Am Sonntag vor 60 Jahren wurde Armin Hary zum schnellsten Mann der Welt. Mit seinen 10,0 Sekunden über 100 m durchbrach der Saarländer im Zürcher Letzigrund eine Schallmauer.

Dabei waren die Umstände rund um sein Rekord-Rennen äusserst schwierig. Im Gespräch mit SRF Sport rollt der heute 83-Jährige seine Erfolgsgeschichte auf, und er hält eingangs fest: «Wie könnte ich einen solchen Tag vergessen!»

SRF Sport: Der 21. Juni 1960 wird in der Leichtathletik-Szene ewig mit Ihnen verbunden sein. Dabei hatten Sie das Meeting in Zürich, das an diesem Tag über die Bühne gegangen war, gar nicht auf ihrem Radar.

Armin Hary: Doch schon. Ich war ja auch seit längerer Zeit eingeladen. Aber der deutsche Leichtathletik-Verband hatte seinen Athleten ein Startverbot auferlegt – er wollte sie für die Olympischen Spiele in Rom 2 Monate später schonen. Erst ganz kurzfristig erfuhr ich, dass ich von einer Ausnahmeregelung profitieren würde.

Folglich war die Vorbereitung alles andere als ideal?

Ich konnte gerade noch nach Hause, meine Sachen packen und zum Flughafen eilen.
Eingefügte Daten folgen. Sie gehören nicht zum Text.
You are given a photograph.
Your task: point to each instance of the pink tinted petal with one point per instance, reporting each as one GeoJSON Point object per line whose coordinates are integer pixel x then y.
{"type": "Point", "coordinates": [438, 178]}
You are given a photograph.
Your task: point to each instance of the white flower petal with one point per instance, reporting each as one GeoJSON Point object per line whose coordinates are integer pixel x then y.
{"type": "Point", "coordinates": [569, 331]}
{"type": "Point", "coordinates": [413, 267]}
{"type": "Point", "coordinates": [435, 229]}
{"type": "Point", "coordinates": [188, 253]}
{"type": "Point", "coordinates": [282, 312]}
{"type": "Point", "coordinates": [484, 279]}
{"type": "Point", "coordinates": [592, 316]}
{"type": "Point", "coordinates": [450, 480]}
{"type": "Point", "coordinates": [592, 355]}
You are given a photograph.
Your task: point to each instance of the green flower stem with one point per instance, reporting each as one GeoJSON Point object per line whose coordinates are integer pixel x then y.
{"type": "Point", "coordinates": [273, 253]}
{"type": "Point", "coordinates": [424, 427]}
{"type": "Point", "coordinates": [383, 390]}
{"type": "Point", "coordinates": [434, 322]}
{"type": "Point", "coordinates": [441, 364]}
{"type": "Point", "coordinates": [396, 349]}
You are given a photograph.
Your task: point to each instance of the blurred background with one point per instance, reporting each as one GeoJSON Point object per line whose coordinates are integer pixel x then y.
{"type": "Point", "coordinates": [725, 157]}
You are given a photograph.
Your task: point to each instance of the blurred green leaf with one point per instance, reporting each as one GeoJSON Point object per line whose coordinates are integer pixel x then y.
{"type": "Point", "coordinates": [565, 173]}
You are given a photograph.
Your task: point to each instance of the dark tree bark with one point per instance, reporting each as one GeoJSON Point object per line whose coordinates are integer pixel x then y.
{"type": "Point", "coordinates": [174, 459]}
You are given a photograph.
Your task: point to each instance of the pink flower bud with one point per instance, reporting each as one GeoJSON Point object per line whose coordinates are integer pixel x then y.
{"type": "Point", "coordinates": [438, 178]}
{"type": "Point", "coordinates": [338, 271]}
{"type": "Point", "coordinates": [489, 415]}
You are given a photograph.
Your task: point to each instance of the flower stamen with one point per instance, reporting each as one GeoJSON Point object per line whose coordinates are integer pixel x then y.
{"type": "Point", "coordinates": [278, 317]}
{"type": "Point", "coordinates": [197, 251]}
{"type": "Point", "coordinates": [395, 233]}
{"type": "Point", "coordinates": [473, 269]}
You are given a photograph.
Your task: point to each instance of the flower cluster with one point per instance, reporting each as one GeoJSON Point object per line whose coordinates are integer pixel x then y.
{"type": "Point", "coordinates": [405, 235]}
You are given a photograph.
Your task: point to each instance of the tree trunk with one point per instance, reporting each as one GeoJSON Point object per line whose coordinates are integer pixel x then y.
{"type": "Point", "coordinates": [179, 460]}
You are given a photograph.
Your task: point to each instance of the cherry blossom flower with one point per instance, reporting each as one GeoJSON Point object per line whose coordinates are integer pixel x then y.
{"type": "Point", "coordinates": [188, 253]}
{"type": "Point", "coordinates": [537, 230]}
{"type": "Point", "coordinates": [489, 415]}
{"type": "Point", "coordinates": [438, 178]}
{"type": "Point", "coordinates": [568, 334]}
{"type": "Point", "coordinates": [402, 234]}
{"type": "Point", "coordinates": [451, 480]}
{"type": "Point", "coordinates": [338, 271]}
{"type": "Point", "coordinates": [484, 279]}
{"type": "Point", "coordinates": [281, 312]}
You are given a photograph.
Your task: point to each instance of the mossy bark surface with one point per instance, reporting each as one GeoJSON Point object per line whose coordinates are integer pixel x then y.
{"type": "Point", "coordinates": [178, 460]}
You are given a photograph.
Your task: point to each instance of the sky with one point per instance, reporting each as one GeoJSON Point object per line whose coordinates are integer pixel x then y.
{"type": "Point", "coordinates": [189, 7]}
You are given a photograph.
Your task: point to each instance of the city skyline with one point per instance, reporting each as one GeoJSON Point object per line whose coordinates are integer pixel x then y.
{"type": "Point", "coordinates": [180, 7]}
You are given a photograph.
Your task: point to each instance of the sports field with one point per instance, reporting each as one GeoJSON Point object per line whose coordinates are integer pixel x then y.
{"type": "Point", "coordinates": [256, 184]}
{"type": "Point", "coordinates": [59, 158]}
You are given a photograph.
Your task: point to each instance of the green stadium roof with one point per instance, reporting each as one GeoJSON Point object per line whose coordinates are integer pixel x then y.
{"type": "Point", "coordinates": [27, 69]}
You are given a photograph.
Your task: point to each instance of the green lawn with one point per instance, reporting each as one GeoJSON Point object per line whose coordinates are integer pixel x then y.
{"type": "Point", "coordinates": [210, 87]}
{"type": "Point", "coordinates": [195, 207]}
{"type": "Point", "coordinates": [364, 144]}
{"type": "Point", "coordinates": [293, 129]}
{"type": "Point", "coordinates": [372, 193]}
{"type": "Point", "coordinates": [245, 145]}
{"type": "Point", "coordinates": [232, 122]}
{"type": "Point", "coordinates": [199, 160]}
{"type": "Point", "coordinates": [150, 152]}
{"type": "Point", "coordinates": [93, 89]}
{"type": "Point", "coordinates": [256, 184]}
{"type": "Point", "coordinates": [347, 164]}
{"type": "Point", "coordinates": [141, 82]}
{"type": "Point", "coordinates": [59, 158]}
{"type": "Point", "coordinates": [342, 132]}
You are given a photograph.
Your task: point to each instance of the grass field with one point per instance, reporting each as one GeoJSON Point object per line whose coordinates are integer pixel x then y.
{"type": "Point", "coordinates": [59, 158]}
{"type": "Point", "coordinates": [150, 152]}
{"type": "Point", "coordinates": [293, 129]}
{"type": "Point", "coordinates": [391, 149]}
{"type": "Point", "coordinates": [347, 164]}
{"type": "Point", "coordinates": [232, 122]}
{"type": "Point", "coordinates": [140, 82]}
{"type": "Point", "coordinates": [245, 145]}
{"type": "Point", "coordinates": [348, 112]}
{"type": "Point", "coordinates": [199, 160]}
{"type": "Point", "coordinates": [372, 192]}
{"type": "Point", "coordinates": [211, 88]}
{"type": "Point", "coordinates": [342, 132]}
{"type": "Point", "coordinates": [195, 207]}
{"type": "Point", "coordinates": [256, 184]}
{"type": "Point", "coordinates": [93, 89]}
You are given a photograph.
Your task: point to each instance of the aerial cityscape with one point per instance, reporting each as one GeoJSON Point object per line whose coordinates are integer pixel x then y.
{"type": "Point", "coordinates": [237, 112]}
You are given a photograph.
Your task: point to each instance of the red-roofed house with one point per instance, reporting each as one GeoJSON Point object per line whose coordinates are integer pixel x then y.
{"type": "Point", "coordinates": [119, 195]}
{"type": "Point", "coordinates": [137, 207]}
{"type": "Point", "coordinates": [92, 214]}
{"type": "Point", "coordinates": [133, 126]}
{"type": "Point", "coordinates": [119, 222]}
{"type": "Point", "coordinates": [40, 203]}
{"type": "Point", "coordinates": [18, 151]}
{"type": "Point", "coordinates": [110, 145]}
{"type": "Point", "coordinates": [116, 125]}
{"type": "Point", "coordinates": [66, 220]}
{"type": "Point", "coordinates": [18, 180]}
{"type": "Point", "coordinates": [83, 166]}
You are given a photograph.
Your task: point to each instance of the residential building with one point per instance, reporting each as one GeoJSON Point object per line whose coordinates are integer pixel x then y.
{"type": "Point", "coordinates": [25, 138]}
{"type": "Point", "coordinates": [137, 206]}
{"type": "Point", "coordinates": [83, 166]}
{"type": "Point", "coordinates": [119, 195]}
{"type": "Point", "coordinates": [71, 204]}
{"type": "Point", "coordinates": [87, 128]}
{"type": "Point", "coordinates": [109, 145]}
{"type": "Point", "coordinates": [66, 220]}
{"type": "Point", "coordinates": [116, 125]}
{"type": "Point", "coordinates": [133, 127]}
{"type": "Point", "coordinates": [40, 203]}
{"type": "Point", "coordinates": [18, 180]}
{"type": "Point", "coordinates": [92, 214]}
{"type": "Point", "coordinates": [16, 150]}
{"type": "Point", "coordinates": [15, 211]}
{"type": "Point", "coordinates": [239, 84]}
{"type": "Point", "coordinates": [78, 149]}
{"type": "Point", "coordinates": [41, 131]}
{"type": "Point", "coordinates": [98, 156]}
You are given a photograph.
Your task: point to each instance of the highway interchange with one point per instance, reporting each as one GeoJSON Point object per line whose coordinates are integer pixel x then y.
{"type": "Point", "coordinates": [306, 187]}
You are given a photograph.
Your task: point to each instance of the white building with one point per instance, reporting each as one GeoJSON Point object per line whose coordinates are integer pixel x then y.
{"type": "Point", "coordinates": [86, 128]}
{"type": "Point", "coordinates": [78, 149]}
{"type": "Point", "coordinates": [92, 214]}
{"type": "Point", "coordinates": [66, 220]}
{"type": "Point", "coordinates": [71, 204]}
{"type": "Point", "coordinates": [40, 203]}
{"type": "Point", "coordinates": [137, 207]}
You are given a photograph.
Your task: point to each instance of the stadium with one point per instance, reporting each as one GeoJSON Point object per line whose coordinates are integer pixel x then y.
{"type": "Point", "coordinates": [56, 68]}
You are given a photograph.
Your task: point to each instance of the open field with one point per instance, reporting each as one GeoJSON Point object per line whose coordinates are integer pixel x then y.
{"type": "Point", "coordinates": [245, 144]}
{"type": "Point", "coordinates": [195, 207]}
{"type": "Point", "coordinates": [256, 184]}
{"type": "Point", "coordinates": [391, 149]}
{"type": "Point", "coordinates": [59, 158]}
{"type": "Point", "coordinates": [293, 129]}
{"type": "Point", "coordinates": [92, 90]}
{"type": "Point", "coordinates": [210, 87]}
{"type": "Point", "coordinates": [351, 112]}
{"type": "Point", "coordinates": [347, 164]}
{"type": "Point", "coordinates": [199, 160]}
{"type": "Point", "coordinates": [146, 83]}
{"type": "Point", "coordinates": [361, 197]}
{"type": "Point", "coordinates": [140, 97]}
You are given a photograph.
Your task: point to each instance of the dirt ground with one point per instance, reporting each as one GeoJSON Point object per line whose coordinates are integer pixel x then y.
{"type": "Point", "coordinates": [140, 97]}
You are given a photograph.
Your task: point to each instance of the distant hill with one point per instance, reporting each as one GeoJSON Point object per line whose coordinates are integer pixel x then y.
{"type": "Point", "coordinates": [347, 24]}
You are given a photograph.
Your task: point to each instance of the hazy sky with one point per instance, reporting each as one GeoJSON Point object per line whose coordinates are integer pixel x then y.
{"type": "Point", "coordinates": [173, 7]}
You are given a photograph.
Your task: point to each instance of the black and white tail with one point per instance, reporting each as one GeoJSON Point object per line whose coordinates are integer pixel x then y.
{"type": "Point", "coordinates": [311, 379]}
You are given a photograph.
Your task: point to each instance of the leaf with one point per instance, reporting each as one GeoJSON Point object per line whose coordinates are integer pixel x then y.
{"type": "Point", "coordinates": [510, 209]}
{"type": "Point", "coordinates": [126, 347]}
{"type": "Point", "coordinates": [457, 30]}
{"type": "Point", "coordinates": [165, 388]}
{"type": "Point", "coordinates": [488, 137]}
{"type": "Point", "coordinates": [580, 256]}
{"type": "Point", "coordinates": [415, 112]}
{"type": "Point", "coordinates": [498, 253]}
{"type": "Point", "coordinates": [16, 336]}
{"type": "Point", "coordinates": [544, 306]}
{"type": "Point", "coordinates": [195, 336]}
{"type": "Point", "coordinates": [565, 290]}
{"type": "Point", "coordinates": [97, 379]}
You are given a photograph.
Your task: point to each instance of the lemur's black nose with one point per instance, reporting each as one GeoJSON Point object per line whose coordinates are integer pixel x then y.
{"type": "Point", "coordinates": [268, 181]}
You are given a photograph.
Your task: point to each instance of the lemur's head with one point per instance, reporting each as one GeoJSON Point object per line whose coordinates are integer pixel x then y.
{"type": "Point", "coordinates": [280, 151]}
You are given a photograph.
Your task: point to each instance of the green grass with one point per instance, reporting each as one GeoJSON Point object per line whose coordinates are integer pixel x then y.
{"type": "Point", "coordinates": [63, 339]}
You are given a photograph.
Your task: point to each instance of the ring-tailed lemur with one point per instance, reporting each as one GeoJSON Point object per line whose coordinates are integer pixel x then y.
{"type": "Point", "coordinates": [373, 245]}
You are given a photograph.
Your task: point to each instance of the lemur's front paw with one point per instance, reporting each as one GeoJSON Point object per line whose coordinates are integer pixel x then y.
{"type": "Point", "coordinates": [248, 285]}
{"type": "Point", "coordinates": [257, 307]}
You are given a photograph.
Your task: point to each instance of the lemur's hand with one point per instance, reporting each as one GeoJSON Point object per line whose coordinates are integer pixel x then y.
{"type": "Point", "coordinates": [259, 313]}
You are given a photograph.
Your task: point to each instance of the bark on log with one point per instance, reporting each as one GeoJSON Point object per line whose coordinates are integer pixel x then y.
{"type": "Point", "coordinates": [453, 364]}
Mit Hängen und Würgen ergatterte ich eine Maschine, die eigentlich nicht für den Personentransport bestimmt war. Ärgerlich war, dass ich ausgerechnet am Vortag ein sehr hartes Training absolviert hatte. Immerhin konnte ich vor dem Wettkampf im Hotel in Zürich noch eine Stunde schlafen. Ganz meine Ruhe hatte ich allerdings nicht. Denn die Leute erkundigten sich mehrmals, ob ich denn nun angekommen sei.

Dann trommeln Sie in Ihrem Superlauf die Weltrekordzeit von 10,0 Sekunden auf die Aschenbahn. Zum Feiern war Ihnen dennoch nicht zumute ...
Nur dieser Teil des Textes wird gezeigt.